Tenho a impressão de que o
homem só compreende os quarenta anos quando está à beira dos cinquenta. Porque
tudo é (ou parece) muito mais complexo do que era antes, como numa segunda
adolescência.
Nessa zona cinzenta,
atingimos a maturidade profissional e começamos a deixar de lado a fase de
sonhos. Nossos filhos começam a se aproximar da vida adulta (no meu caso, já há
algum tempo), nossos relacionamentos se tornam mais reais, menos fantasiosos e
os problemas se tornam maiores, assim como as conquistas mais relevantes.
Aqui, via de regra, as
perdas inegociáveis começam a acontecer. É para isso que você, que passeia
pelos gloriosos vinte anos, precisa se preparar.
Esqueça o filtro solar e o
câncer de pele, o primeiro é importante e o segundo fatal, mas não deve ser
essa a sua maior preocupação. Esqueça que suas veias se entopem de gordura a
cada mordida no hambúrguer, que seu fígado ganha peso a cada long neck, que sua barriga cresce a cada
ano, que sua energia diminui a cada aniversário, que sua aposentadoria se torna
mais distante a cada novo governo, que seu relacionamento se torna mais
enfadonho a cada briga, que suas férias se tornam menores a cada promoção, que
seu ciclo de amizade se torna menor a cada verão, que as contas crescem a cada novo
filho, que você precisa apender um novo idioma, que você precisa reservar vinte
por cento - no mínimo dez – de sua renda em um investimento seguro, que você
precisa de plano de saúde, que você não tem mais habilidade para jogar futebol,
que os cabelos começaram a despencar, que a barba fica branca, que ninguém te
dá muita atenção, que o chefe não te trata com humanidade, que você não
conseguiu comprar a casa própria, que sua família não é tão família quanto você
pensava, que o mundo não te aceita como você é. Nada disso será importante
quando você perder sua mãe, quando sua avó perder a capacidade de se levantar
sem a sua ajuda, quando seu pai apresentar os primeiros sinais de Alzheimer.
Não é simples deixar de
sentir o cheiro de alguém com quem você conviveu por anos, da noite para o dia,
porque simplesmente essa pessoa deixou de existir e nada, nem ninguém, vai
conseguir reproduzir a sensação deliciosa de recostar no seu peito e apenas
viver.
Uma onda de arrependimentos
sempre virá e, como todo movimento das marés, se retrairá e tornará a molhar
seus pés, num indo e vindo infinito.
Lembranças boas também, talvez com maior intensidade. Não importa, a aflição
provocada será a mesma: uma sensação cruel de irreversibilidade.
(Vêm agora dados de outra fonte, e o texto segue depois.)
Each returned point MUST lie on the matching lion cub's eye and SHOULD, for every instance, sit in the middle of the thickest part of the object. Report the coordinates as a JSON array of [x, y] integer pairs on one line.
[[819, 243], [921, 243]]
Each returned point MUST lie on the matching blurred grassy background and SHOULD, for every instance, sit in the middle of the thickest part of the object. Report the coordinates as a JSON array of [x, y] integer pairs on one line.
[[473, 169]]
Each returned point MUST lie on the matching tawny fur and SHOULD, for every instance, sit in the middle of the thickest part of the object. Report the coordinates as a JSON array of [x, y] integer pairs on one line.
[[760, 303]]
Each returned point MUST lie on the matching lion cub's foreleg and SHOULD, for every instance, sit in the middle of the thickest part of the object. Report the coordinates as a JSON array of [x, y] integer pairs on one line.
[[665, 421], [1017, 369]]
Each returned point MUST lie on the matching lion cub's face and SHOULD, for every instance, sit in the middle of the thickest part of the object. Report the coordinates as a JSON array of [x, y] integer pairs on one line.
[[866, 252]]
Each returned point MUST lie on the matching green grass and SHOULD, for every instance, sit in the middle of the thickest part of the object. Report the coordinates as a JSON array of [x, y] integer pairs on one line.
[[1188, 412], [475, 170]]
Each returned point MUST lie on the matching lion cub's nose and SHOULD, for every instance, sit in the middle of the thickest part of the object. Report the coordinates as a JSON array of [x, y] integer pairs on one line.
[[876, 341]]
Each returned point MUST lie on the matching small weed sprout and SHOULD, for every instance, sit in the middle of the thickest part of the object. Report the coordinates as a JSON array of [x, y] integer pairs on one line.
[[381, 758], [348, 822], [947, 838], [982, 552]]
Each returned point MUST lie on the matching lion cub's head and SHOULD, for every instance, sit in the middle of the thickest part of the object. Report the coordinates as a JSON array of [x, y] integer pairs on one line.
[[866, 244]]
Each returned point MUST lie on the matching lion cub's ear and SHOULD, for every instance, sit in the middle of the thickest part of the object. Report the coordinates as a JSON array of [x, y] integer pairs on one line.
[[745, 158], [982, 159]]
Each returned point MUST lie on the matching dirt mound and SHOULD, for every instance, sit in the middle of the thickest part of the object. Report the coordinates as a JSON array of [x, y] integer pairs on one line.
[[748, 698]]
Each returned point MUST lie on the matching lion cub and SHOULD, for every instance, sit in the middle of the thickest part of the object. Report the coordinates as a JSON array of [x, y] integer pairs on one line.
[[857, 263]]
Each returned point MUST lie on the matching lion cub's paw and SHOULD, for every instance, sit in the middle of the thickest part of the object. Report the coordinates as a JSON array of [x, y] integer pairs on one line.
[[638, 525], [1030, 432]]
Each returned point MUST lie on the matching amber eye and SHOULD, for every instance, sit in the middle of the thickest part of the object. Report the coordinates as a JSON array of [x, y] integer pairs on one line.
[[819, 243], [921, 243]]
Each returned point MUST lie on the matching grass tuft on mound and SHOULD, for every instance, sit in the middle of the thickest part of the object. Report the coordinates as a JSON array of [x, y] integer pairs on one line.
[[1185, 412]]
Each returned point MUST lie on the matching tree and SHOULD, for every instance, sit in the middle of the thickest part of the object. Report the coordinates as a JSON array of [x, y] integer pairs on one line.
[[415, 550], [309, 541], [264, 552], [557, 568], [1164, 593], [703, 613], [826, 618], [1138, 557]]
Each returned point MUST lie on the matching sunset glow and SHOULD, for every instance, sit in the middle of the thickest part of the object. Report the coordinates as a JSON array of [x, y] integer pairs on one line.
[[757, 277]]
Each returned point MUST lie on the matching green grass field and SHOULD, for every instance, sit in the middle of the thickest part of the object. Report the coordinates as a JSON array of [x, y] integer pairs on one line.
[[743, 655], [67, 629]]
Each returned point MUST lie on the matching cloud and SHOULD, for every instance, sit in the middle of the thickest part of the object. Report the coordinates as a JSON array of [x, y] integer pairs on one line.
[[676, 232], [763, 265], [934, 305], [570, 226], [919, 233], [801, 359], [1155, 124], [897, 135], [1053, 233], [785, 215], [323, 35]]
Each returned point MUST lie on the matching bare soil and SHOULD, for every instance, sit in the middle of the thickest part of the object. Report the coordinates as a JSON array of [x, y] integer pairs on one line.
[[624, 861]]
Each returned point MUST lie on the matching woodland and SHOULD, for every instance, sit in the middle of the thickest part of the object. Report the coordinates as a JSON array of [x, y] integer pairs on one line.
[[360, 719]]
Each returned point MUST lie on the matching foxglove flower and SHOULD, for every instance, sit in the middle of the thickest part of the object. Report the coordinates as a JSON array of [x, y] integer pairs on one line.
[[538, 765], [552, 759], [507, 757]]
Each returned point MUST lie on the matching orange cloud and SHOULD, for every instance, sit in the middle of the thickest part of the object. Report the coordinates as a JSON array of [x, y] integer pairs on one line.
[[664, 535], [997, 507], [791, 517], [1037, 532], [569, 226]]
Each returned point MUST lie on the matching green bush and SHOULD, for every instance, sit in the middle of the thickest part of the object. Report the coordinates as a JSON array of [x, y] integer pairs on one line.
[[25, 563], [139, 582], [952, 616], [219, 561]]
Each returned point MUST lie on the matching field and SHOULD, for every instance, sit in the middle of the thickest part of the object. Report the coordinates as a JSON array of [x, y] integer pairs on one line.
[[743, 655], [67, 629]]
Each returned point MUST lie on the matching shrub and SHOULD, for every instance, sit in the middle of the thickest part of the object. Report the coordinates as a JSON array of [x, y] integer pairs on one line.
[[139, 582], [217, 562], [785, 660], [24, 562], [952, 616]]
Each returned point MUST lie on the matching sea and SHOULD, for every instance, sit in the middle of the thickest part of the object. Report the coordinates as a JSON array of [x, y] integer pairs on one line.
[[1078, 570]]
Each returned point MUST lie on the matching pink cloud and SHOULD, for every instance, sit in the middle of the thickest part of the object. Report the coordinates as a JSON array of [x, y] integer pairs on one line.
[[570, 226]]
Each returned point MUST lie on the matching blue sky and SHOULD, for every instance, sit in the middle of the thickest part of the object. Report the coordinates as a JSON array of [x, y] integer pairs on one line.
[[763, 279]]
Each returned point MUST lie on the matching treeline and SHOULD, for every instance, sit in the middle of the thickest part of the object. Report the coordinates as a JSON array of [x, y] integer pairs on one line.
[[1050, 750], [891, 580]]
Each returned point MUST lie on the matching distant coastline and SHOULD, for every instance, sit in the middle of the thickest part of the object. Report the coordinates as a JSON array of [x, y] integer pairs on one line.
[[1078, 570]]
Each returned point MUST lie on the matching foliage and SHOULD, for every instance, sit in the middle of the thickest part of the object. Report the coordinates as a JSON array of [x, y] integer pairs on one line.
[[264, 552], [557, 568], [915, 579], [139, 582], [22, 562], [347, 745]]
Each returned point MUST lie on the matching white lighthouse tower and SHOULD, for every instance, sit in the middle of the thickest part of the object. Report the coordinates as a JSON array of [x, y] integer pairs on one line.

Logo você sentirá que passou
menos tempo do que deveria com seus pais, que gastou mais tempo do que deveria
em discussões frívolas. Logo você vai perceber que trocar uma noitada por uma
sessão de cinema com sua avó pode ser a diferença entre essa onda tocar ou não
os seus pés.
Cuidar da saúde é
importante, se alimentar bem e passar o maldito filtro solar pode ser vital
para chegar saudável aos quarenta anos, o tempo em que seu casamento alcançará
o ápice ou será extinto, você será demitido ou será promovido a CEO, você se
tornará sogro de um adolescente que idolatrará alguma banda da qual você jamais
gostará, sua vista começará a te deixar na mão, tudo simples e comum como deve
ser. De certa forma, a sociedade nos prepara para isso, com seus tratamentos
infalíveis e seus compêndios de autoajuda.
Ninguém te avisa, porém, que
o abraço do pai será extinto e que isso provocará uma sensação de abandono que
só o abraço do pai poderia corrigir. Ele não estará lá, eu avisei.